HOST: The 10th annual Economic Forum is progressing in Krasnoyarsk. My colleague Irina Matyushenko talked about the Forum’s first results and prospects for the Russian economy with Vnesheconombank Chairman Vladimir Dmitriev.

Interview

CORR.: Here in Krasnoyarsk, the Forum is taking place under the slogan “Russia: A Map of Changes.” What changes does Russia need for its economy to advance energetically and for us to achieve growth rates of 5 percent and accomplish objectives set?

Vladimir DMITRIEV, Vnesheconombank Chairman: In my opinion, changes that Russia needs result from our Government’s plans and their implementation. By implementing them we’ll be able to achieve economic growth targets, increase labor productivity, build infrastructure and make structural changes that we have been talking about for a long time. I’m sure we are implementing these plans pretty dynamically.

CORR: In what economic sectors is Vnesheconombank going to invest in the first place in 2013?

Vladimir DMITRIEV: We’ll continue to fund economic sectors that are of primary importance for us. These are above all sectors related to manufacturing high technology products: power engineering, transport, aviation, automotive industry. We’ll commit significant financial resources to fund infrastructure, we’ll go on financing Olympic projects, the more so because there is less than one year left before the Sochi Olympics and we’ll go on funding small and medium-sized enterprises. And taking into account successful activities of our subsidiary institutions namely the Export Credit Agency of Russia, the Russian Direct Investment Fund we’ll give high priority to raising foreign investments, creating a positive investment image of Russia and promoting Russian exports.

CORR.: You’ve mentioned infrastructure. Dmitry Medvedev said at the Forum today that one of the most important objectives was to develop infrastructure including transport infrastructure. Ambitious targets have been set. For example, freight transportations are to be increased by 40 percent and passenger transportations - by 1.8 times in five years’ time. These are very serious ambitious tasks. Are they realistic? Will there be enough money for this?

Vladimir DMITRIEV: If you mean budget, we are not likely to have enough money but we should withdraw from this old paradigm and look for extra budgetary financing sources.

CORR.: You mean private investments?

Vladimir DMITRIEV: Private investments. But private investments will be channeled to infrastructure only in the case that we determine and enact rights and liabilities of participants in this process, that is, the state, private investors and financing institutions. Here we have a lot of examples: concession agreements on the construction of toll motorway Moscow Saint-Petersburg, the North-Western High Speed Diameter, the Odintsovo Bypass. We have done a lot in this respect and if we move ahead in this direction everything is sure to work out well.

CORR.: In 2014, VEB’s authority to manage pension funds of the so-called “undecideds” expires. And lately there’s been much talk about the need to withdraw this authority from Vnesheconombank.  What do you think should be done?

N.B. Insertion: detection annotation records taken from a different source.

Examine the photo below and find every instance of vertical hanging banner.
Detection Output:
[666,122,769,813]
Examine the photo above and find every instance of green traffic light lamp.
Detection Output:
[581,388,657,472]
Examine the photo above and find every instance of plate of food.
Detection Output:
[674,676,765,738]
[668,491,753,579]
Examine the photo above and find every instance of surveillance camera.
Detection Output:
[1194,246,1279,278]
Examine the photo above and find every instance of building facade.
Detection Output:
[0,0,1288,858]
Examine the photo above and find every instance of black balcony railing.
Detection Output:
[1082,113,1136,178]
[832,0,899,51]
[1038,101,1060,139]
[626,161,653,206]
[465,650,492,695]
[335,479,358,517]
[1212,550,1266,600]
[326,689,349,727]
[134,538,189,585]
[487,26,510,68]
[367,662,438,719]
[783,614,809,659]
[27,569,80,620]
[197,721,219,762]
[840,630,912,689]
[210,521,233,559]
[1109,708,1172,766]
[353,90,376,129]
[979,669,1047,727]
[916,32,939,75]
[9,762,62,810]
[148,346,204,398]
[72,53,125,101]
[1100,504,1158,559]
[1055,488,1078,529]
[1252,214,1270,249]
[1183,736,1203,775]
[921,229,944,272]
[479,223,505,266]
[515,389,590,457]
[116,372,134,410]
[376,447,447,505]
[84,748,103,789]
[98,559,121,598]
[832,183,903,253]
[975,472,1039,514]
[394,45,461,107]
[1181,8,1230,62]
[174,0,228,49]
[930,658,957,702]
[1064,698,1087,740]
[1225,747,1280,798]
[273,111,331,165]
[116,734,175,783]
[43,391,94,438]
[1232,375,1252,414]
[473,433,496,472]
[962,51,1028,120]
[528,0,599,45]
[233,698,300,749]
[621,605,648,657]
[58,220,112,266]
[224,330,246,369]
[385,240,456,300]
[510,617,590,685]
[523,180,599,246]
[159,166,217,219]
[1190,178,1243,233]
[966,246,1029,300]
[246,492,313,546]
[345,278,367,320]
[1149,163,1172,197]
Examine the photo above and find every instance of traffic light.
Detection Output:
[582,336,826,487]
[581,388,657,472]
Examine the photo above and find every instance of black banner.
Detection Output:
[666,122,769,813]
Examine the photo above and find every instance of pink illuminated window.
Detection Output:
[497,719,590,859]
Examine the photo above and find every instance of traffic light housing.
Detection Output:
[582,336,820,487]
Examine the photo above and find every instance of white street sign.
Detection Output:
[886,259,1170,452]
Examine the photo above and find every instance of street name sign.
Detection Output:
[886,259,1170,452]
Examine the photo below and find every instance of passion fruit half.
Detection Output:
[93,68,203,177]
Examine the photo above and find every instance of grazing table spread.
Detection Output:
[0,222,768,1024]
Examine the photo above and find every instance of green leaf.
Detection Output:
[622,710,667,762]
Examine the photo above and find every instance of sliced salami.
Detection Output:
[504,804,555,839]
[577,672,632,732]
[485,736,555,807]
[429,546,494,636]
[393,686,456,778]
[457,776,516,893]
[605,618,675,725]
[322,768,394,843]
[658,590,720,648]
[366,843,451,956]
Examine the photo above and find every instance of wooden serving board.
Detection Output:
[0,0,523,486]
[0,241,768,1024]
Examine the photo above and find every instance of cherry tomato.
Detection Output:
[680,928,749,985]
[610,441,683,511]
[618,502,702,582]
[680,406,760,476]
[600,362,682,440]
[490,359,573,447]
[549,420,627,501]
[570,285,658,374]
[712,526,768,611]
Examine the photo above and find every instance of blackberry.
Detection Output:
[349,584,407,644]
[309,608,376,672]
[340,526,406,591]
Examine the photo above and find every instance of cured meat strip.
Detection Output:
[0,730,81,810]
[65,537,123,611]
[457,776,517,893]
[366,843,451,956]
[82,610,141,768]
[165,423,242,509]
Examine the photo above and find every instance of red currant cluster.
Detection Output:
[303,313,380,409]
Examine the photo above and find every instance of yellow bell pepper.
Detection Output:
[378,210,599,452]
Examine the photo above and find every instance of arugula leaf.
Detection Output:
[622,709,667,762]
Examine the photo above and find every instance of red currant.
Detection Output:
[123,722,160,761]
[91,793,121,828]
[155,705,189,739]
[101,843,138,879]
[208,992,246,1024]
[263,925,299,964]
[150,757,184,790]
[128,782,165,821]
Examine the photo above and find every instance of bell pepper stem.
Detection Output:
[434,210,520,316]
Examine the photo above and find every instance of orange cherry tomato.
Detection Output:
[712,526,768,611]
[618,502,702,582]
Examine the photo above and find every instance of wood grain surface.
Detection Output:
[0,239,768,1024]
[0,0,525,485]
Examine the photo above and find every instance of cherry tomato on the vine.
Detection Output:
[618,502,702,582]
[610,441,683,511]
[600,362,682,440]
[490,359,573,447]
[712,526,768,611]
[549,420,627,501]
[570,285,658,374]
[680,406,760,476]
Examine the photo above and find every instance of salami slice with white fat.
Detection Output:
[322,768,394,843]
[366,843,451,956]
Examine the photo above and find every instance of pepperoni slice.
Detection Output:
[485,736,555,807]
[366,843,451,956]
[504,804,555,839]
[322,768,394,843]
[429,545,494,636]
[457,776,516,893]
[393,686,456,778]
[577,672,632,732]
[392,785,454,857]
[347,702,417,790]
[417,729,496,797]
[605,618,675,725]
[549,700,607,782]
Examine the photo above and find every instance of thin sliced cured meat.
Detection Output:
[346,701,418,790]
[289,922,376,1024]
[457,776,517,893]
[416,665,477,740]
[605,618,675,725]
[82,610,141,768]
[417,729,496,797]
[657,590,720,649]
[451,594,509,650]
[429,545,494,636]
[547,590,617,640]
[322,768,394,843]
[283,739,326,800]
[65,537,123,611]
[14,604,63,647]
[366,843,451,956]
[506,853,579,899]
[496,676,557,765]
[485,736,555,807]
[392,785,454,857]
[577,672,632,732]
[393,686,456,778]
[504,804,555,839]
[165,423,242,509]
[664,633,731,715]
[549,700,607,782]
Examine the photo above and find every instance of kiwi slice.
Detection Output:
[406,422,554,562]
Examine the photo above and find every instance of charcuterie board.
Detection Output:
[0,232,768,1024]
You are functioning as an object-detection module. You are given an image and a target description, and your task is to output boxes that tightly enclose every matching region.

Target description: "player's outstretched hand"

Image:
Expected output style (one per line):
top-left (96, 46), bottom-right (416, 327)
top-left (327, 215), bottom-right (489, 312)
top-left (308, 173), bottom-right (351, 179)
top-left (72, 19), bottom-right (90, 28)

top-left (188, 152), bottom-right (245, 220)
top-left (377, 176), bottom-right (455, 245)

Vladimir DMITRIEV: I think we are performing our functions pretty well. Last year, Vnesheconombank produced the best results in managing the funded portion of pension funds. We believe that the first infrastructure bonds funded through pension savings funds will be launched this year. The amount of these bonds might reach 200-300 billion rubles. We have already invested about 100 billion rubles in corporate bonds of highly reliable issuers. So, we are performing this function pretty well. If a new institution comes into being and if this institution is capable of managing pension funds and using them for the needs of real sectors of the Russian economy as efficiently as our Bank, we’ll share all our experience with this new institution. But I think here we have a case when the best is the enemy of the good.

CORR.: There’s a lot of talk at the Forum about the need to improve Russia’s investment climate and investment image. You’re a member of the working group on improving investment climate in Russia. But even here at the Forum foreign participants admit that Russia’s image is negative rather than positive. What should we do in this situation?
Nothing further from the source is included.